Last Thursday, we took some time from my studying and Jenny’s work to see something in Hamburg that we’d been unsuccessful in seeing for quite a while: Hamburg’s Rathaus (Town Hall). We’d tried to take the English tour several times, but had always been thwarted by something ridiculous like a triathlon. This time, we succeeded.
Hamburg’s Rathaus is an impressive building. They claim it has 647 rooms, more than Buckingham Palace. Of course, they might be counting broom closets towards the total; I’ll never know. Anyway, it’s an attractive example of late-19th century German architecture that miraculously survived World War II (about 70% of the city was destroyed in the war). The neo-Renaissance exterior is crowned with a tall clock tower and decorated with statues of many German kings and emperors through history.
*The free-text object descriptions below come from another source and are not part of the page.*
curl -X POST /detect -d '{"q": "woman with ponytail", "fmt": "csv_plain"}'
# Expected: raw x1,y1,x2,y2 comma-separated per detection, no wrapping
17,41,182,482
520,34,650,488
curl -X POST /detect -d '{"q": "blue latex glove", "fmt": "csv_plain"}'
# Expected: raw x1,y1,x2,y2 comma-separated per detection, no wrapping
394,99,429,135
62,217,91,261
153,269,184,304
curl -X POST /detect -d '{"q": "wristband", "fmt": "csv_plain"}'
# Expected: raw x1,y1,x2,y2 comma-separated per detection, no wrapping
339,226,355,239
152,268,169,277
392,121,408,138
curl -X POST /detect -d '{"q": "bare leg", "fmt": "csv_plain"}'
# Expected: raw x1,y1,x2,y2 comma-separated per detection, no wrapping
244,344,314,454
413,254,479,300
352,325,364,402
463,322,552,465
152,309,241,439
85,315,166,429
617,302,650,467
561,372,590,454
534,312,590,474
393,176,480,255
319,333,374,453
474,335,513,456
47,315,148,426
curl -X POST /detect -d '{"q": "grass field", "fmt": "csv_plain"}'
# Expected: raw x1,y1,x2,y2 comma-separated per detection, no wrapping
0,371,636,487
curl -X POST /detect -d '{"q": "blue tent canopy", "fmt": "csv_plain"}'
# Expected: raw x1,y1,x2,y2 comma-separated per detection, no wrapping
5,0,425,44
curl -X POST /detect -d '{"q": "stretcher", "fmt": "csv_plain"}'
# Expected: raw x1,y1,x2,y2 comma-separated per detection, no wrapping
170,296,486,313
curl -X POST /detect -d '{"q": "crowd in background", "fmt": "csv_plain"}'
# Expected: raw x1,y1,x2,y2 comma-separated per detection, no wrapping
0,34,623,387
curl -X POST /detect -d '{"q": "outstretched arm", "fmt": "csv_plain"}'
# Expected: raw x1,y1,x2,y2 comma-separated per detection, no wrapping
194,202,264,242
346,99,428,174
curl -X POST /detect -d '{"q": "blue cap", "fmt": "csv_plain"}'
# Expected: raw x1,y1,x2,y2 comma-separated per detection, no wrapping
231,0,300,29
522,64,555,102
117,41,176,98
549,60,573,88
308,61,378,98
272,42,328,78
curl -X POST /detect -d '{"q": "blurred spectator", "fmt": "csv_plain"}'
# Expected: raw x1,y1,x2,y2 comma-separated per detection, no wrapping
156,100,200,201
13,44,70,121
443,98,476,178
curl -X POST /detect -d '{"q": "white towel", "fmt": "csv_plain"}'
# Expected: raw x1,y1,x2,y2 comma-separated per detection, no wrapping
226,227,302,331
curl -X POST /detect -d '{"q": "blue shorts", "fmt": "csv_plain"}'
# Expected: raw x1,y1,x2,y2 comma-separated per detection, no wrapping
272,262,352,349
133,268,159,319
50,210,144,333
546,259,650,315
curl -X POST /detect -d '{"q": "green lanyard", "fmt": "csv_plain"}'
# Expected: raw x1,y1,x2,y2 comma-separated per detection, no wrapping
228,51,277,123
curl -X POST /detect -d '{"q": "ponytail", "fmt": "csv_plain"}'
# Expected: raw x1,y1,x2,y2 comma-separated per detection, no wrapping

The interior is beautifully decorated in the public rooms that they showed us. I’m sure that some of the back rooms are typically dreary bureaucratic hovels, but what we saw was interesting.
Hamburg is fairly unique in being both a city and a state (Berlin and Bremen are the only other such city-states in Germany). This unique status is driven home repeatedly, as references to the “Freie und Hansestadt Hamburg” (Free and Hanseatic City of Hamburg) are everywhere. In the Rathaus, it means that city administration, the state parliament, and the state government are all under one roof. I guess that’s why they need all those rooms.